In this behavior he sortof "air pecks" like a woodpecker pecking imaginary wood. or maybe like the head motions of a guitar player from one of the 80's "hair bands". Now he has gone on to make a sound too, a very strong exhale with each "peck". Not a hiss, almost like "ah ah ah" with no vocalization.

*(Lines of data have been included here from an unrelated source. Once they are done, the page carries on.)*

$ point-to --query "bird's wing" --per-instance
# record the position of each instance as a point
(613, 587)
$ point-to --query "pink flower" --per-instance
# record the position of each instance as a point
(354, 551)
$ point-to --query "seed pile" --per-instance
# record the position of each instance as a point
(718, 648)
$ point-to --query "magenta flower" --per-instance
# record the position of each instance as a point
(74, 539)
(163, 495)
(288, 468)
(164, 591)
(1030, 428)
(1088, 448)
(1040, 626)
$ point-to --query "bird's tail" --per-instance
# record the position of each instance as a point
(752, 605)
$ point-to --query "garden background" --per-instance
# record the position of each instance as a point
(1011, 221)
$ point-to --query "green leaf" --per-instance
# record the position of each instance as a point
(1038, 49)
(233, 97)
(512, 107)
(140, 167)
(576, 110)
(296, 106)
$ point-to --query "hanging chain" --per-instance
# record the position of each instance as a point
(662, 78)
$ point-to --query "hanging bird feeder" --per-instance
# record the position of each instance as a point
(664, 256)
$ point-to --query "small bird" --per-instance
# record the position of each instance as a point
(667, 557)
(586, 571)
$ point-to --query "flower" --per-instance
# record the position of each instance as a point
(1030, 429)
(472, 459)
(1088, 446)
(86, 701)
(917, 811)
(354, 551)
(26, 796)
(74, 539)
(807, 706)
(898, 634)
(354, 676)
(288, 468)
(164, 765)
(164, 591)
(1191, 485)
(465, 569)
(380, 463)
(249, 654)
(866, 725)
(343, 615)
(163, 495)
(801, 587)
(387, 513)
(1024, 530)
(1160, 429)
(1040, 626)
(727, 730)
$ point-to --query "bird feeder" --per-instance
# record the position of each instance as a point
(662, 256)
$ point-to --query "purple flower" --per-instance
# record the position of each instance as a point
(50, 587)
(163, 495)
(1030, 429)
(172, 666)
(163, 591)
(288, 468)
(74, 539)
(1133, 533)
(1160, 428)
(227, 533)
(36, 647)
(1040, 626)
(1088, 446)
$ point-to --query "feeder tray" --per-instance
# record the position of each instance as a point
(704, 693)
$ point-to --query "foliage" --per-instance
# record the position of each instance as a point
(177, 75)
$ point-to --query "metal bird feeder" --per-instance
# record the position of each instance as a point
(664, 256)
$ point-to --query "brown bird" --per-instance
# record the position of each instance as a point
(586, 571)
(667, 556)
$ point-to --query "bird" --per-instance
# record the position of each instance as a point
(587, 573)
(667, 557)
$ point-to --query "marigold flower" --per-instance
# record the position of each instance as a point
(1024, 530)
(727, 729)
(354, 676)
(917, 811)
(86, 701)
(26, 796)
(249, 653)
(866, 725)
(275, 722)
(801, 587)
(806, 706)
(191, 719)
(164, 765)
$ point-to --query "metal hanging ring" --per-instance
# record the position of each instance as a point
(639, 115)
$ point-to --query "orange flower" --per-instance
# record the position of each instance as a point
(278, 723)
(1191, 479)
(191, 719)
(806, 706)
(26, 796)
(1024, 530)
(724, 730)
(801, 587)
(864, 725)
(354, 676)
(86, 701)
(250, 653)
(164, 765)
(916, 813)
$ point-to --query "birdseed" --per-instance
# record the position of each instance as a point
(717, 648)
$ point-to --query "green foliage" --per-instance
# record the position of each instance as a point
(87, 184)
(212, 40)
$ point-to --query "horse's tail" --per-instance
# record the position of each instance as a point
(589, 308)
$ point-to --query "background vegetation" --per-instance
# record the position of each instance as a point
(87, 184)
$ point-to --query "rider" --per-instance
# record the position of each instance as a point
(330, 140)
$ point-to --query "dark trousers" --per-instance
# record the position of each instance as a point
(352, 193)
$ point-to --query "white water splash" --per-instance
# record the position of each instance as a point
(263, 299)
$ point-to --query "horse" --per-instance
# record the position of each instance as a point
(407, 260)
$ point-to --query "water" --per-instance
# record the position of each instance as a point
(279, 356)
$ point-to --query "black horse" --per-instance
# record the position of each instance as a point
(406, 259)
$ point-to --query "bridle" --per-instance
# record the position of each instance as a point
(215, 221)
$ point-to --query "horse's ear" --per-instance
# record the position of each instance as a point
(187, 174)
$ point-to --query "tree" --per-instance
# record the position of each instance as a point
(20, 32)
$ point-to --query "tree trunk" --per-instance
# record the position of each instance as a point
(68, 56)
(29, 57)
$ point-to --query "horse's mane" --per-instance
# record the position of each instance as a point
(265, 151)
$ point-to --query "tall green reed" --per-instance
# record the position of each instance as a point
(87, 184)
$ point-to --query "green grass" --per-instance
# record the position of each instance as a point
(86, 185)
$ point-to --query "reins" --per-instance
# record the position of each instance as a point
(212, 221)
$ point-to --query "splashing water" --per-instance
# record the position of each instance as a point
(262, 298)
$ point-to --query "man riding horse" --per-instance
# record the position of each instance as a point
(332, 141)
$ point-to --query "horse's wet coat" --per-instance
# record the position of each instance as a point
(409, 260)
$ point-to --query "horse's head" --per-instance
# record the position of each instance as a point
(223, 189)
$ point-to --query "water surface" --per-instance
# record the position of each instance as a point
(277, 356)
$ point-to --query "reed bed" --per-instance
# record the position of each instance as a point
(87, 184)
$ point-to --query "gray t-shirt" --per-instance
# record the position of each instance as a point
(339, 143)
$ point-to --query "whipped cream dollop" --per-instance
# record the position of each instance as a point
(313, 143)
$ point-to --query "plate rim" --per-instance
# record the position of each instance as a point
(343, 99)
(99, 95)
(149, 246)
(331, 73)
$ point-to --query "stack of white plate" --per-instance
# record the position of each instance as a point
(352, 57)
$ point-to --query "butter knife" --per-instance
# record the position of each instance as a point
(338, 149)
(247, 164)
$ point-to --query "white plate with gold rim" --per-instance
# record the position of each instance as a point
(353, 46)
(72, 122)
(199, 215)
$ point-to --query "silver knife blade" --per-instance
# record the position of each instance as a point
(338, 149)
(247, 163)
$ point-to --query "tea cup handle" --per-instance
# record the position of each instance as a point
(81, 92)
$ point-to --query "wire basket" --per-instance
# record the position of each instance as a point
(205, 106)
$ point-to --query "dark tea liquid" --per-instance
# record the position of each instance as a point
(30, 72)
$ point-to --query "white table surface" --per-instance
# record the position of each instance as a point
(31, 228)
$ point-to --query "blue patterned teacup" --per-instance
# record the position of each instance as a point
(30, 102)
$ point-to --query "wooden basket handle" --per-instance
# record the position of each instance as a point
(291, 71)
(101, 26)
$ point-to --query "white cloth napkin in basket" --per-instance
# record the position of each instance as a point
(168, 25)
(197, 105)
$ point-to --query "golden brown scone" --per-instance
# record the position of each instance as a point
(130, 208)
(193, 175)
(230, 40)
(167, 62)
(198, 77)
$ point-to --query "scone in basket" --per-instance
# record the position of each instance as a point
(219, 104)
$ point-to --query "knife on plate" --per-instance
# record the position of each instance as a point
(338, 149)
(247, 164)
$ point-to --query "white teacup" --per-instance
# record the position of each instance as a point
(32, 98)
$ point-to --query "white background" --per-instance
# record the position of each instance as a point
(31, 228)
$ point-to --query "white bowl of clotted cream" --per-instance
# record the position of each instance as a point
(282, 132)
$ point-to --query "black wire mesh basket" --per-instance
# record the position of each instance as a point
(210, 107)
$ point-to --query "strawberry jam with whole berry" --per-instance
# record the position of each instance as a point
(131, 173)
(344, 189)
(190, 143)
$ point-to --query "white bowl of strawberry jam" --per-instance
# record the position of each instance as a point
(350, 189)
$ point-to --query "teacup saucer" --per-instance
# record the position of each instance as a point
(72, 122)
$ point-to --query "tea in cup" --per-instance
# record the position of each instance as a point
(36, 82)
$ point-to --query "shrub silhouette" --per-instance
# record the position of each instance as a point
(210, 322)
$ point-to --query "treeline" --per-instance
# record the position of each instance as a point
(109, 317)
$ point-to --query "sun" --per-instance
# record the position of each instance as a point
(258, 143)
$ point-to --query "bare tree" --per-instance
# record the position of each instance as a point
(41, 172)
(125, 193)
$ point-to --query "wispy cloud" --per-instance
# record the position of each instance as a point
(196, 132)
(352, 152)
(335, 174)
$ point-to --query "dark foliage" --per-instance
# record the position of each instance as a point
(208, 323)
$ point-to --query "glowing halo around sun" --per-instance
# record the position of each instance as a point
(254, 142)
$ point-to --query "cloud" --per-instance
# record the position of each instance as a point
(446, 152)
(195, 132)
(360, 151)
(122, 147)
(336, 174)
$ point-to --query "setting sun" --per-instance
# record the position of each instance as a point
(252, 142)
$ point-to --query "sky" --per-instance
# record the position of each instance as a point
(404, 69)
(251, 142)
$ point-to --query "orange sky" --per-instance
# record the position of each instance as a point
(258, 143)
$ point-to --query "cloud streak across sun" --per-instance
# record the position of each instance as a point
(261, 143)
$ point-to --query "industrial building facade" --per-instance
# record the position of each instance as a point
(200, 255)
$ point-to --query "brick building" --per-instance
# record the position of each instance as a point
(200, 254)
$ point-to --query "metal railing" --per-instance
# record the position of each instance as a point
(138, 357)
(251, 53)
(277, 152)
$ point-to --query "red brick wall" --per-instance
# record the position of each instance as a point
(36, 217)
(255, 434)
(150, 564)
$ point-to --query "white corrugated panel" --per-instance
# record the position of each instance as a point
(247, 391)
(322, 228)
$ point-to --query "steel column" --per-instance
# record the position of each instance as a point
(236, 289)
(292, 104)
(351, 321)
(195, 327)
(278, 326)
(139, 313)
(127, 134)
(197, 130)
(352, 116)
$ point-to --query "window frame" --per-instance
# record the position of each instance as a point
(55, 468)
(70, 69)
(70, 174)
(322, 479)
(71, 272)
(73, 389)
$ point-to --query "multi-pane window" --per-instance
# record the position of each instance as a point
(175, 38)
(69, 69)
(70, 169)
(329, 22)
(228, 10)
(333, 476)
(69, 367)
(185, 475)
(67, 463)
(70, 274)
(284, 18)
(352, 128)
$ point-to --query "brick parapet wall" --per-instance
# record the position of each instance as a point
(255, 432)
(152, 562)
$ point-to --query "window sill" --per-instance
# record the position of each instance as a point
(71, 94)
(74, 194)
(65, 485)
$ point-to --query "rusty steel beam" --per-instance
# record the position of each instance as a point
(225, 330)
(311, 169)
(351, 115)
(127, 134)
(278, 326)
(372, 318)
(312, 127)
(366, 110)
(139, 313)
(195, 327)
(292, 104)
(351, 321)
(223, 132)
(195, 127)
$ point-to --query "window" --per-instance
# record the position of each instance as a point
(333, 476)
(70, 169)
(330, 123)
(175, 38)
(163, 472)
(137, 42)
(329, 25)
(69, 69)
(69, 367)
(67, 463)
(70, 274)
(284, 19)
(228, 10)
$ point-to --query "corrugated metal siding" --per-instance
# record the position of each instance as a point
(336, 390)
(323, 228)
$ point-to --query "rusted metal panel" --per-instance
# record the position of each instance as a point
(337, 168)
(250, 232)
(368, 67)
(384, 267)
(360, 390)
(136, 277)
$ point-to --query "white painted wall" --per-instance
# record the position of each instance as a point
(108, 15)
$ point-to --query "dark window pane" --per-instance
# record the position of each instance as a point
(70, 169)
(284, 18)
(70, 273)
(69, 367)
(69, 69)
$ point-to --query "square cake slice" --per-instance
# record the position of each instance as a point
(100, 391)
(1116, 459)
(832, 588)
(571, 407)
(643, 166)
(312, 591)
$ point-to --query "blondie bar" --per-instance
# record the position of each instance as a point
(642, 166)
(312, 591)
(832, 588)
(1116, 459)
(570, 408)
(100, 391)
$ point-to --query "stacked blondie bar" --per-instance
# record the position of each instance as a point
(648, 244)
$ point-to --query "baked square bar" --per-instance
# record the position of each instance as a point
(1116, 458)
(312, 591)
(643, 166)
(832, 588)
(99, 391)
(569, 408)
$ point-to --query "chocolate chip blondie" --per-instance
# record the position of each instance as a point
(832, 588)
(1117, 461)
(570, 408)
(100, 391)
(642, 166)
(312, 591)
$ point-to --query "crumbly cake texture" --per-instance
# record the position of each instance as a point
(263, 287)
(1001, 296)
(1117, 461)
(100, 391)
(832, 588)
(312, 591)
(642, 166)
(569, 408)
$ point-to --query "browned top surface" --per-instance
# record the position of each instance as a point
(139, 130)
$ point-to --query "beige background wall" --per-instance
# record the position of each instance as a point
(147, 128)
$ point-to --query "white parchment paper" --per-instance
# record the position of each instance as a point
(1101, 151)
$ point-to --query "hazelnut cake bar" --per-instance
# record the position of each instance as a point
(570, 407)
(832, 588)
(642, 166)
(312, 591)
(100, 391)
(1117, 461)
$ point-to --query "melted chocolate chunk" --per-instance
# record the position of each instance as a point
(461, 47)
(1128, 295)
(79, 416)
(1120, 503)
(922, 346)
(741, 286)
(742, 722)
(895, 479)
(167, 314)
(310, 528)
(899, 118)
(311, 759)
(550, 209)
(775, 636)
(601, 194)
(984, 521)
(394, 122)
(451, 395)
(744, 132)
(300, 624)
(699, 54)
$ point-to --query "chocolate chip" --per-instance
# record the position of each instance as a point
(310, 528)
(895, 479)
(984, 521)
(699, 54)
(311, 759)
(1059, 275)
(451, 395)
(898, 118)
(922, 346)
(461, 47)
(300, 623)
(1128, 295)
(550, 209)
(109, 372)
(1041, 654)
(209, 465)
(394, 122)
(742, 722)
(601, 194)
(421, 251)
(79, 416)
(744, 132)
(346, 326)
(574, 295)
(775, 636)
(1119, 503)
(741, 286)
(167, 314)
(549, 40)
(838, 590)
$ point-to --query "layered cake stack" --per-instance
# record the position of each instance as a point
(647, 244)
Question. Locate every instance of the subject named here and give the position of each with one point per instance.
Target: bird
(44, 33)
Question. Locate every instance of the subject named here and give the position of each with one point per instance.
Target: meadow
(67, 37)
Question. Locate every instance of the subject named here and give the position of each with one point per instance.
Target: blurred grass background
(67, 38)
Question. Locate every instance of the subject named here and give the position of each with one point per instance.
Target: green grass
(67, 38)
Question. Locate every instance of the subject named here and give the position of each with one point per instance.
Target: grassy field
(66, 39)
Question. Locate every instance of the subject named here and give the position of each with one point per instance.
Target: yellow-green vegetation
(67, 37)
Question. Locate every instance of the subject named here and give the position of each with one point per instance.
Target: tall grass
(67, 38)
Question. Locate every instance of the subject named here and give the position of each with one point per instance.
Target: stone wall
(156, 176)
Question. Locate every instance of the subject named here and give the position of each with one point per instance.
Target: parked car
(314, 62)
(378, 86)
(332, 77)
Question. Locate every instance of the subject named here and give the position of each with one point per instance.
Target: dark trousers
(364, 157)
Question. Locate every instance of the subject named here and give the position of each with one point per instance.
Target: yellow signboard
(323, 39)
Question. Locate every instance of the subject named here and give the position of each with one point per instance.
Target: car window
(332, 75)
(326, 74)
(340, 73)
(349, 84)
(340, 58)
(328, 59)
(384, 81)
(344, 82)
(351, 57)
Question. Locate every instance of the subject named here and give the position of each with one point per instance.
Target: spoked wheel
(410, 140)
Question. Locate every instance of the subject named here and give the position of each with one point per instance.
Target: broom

Any comments, besides how adorable?

Sue


----------



## xxxSpikexxx (Jul 30, 2007)

Spike does that aswell, I think it is really funny. I have heard it is a way of saying this is mine. Spike does it to my hand when Iam typing on HIS keyboard


----------



## sweetrsue (Jul 8, 2008)

That is very common Male behavior. Most of my males do it. Some will find something to drum on. a particular favorite seems to be a food dish. I think it resonates. He's just proclaiming his manliness and staking out his territory.


----------



## Bea (Jul 26, 2007)

I like to picture the boys thinking "i'm the man, i'm the man" when they do that.  Looks to me like it would scramble their brains...silly boys!


----------



## hevmort (Nov 15, 2008)

My new bird, Snowy has just been going it to Sheila, he looks really funny when he does it, but sheila just ignores him.


----------



## Tike2 (Jun 16, 2008)

Both Tiki and Torch drum their beaks from time to time. Kind of cute I think..


----------



## Renae (Feb 9, 2008)

Their food dish is a good one for doing it on.

My males ALL do it, so when they're doing it at the same time, god that's some real drumming they've got going. Sometimes I wonder if they're trying to start their own band.


----------



## sweetrsue (Jul 8, 2008)

When mine do it I always say "Who is it?" I'm hoping one of them will pick it up.


----------